(ASI) Per anni si è discusso sull’ammissibilità del risarcimento chiesto dai familiari delle vittime di incidenti sulla strada, sul lavoro o per responsabilità medica. Come abbiamo accennato nei precedenti articoli dedicati al medesimo argomento, le principali difficoltà nascevano dal fatto che chi chiedeva il risarcimento non aveva subito direttamente l’infortunio o l’errore medico.
Abbiamo visto come la giurisprudenza e la dottrina, sotto la pressione del foro, sono riusciti a far entrare i parenti del danneggiato nel novero di coloro che subiscono direttamente le conseguenze nefaste dei fatti illeciti e degli inadempimenti.

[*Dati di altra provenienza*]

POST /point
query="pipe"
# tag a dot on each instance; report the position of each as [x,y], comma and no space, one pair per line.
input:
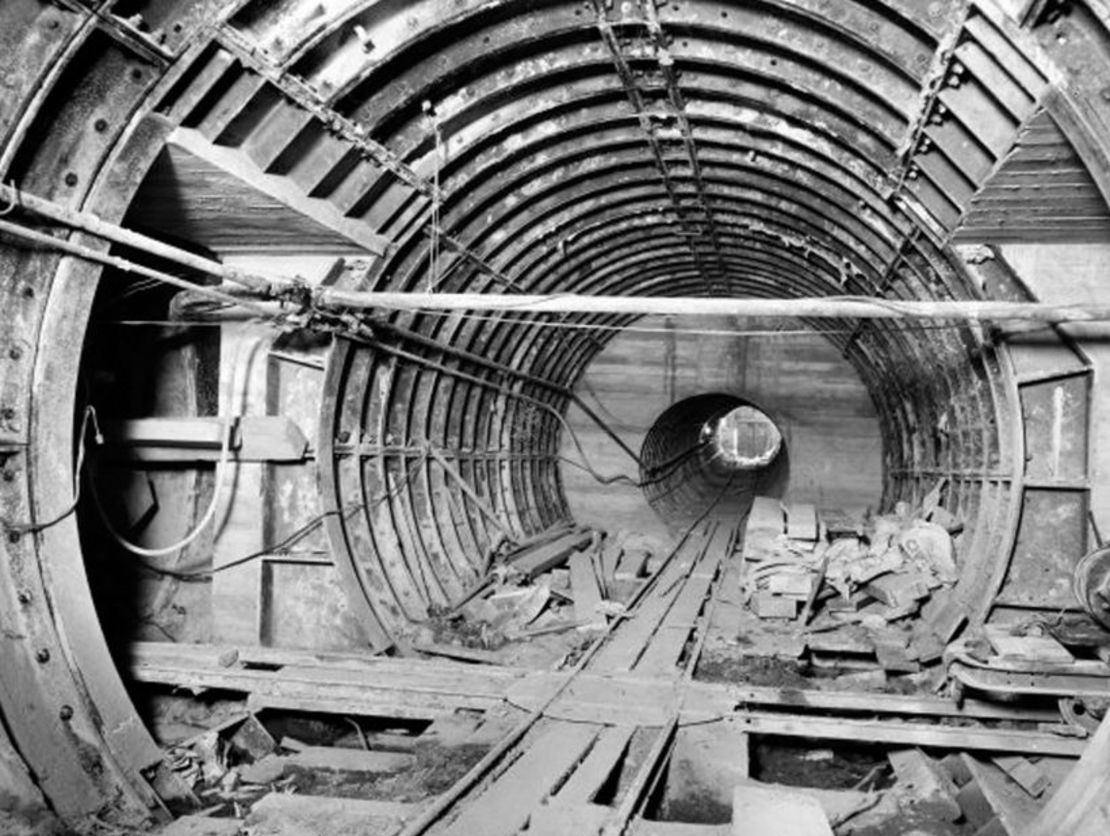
[129,267]
[118,234]
[803,306]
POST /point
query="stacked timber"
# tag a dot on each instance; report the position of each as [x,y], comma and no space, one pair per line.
[853,584]
[566,580]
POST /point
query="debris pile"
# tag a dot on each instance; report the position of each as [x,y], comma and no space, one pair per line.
[565,578]
[827,572]
[912,793]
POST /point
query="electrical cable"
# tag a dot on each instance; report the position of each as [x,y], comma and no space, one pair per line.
[506,391]
[220,477]
[204,575]
[89,416]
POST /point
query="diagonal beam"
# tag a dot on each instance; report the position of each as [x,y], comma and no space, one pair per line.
[636,98]
[305,97]
[240,165]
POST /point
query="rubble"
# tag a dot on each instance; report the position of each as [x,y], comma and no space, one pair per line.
[561,583]
[836,571]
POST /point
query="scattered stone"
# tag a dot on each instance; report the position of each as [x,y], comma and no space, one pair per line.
[265,771]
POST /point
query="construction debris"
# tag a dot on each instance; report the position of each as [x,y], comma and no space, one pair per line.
[875,572]
[556,581]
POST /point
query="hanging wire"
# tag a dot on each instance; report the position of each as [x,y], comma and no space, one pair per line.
[434,251]
[88,419]
[220,476]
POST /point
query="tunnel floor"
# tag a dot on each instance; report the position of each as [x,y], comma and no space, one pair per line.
[674,704]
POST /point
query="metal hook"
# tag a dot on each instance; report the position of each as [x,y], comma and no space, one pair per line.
[14,199]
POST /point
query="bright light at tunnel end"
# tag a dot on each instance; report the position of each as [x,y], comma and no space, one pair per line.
[744,437]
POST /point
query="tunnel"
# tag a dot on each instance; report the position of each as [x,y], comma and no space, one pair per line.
[311,310]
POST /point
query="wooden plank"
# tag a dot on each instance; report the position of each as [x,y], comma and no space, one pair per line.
[647,827]
[308,815]
[543,557]
[766,514]
[777,811]
[1023,773]
[611,555]
[1009,803]
[926,783]
[666,646]
[586,592]
[595,769]
[632,565]
[240,165]
[558,818]
[252,439]
[624,647]
[910,734]
[236,588]
[344,759]
[505,806]
[801,521]
[1031,648]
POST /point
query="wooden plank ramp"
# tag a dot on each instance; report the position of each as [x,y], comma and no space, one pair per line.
[632,636]
[666,646]
[504,807]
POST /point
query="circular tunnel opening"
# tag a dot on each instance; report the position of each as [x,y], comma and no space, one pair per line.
[710,455]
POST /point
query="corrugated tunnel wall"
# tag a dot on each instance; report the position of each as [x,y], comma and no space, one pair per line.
[772,149]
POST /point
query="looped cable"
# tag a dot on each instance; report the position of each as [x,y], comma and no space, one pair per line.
[14,199]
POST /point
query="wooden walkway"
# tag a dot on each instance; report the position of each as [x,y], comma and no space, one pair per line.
[609,724]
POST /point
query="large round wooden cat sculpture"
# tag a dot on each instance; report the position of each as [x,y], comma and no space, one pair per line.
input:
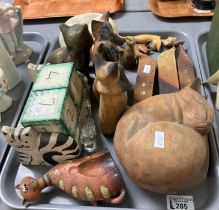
[162,141]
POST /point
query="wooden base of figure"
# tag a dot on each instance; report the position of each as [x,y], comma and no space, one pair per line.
[5,103]
[22,54]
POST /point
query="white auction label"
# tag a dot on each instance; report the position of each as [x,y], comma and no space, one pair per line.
[147,69]
[180,202]
[159,139]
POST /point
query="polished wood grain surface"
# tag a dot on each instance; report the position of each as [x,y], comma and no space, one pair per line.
[177,8]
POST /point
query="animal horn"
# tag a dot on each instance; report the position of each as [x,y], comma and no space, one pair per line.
[6,130]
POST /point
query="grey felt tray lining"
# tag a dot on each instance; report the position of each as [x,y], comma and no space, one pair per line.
[39,44]
[205,195]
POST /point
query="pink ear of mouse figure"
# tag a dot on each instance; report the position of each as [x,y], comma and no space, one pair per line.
[11,33]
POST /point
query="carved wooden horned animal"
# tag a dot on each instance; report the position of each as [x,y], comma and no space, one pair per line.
[91,178]
[78,42]
[110,84]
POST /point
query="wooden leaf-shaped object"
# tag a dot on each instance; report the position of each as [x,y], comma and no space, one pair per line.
[186,71]
[212,46]
[167,72]
[91,178]
[145,78]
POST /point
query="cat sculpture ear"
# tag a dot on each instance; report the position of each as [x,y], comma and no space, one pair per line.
[95,28]
[6,130]
[64,28]
[105,17]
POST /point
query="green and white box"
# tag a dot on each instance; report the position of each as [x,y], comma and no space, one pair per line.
[51,111]
[55,76]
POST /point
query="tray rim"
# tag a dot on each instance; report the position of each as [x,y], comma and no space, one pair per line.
[69,14]
[152,5]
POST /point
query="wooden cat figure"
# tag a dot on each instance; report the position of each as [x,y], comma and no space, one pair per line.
[41,148]
[78,42]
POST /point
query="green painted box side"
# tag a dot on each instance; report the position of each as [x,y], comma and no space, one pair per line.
[48,111]
[55,76]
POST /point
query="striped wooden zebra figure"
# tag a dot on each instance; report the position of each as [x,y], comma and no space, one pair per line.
[41,148]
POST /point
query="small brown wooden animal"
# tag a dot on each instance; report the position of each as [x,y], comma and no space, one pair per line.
[78,42]
[91,178]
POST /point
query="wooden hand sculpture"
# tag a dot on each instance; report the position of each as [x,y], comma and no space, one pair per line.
[78,42]
[162,141]
[91,178]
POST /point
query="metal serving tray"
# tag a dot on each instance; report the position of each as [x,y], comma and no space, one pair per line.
[210,90]
[38,42]
[204,196]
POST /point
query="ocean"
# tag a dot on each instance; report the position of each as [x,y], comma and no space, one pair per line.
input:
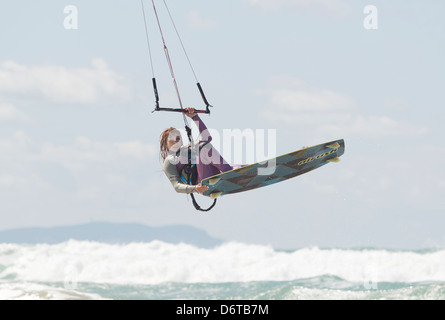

Oggi ci concentriamo su di un problema che ha impegnato gli interpreti per anni e che si avvia a certa soluzione grazie all’impegno ed alla dedizione di tutti gli operatori della giustizia. Quid iuris quando un danno è stato provocato per inadempimento contrattuale relativamente ai familiari qualificati della vittima? Come si fa a superare lo sbarramento dell’art. 1372 del codice civile che sancisce l’efficacia del contratto solo tra le parti? Le domande non si prestavano a risposte semplici e veloci. Gli esegeti tentarono, all’inizio del percorso, soluzione acrobatiche con cui provavano ad ammettere questo tipo di risarcimento. Utilizzarono, per questo scopo, la figura del “contatto sociale”. Si diceva, anche se il paziente e la struttura non hanno stipulato un vero e proprio contratto, lo stesso è indubbiamente in atto, valido ed efficace, in quanto la struttura esiste proprio per curare le persone che le si rivolgono. Ma questa interpretazione non legittimava, essa stessa, la potestà dei congiunti a chiedere il risarcimento, perché essi non erano parte del contratto. Allora si ricorse agli effetti protettivi nei confronti dei terzi. Il discorso era il seguente. È vero che i parenti non sono parti del contratto, ma in questo è ìnsito la tutela dei terzi familiari, come nel caso della gestante che cura se stessa ed il bambino che porta in grembo, anche se quest’ultimo non ha stipulato nessun contratto.
Erano, queste, soluzioni un po’ arzigogolate che mettevano in difficoltà gli operatori e non davano certezza sulle azioni giuridiche da impostare per ottenere gli indennizzi. Tutto questo fino al giorno in cui la Cassazione, prendendo spunto da un analogo percorso giurisprudenziale, che aveva visto rinascere l’utilizzo dell’art. 2059 del codice civile, non pervenne ad una soluzione costituzionalmente orientata. Gli Ermellini, saggiamente, prendono le mosse dal dato letterale dell’art. 1372 codice civile, nella parte terminale in cui dice ”…nei casi previsti dalla legge”. L’articolo in questione aveva, sino ad allora, attirato gli sguardi, fuorviando gli interpreti, solo nella parte in cui vietava l’estensione degli effetti a chi non era parte del contratto stipulato. Ora i giudici si concentrano nella porzione in cui si declamano aperture agli effetti contrattuali a chi non ha preso parte alla stipula, solo nei casi previsti dalla legge. Ci si accorge che vi è la possibilità di uscire fuori dai rigidi confini degli stipulanti se la legge lo preveda. E quale migliore legge, se non la Costituzione, per fondare una nuova interpretazione risarcitoria. Utilizzando questo canale innovativo la Cassazione consente ai familiari delle persone uccise o gravemente lesionate da eventi imputabili ad inadempimento contrattuale, la tutela risarcitoria. Essi possono chiedere ristoro a figure come il medico, il datore di lavoro, un contraente del proprio congiunto che, violando gli obblighi contrattuali, hanno causato un grave danno. Pur non essendo loro stessi contraenti, gli viene riconosciuta la possibilità, a partire dalla Costituzione, di chiedere il risarcimento dei danni che hanno risentito direttamente.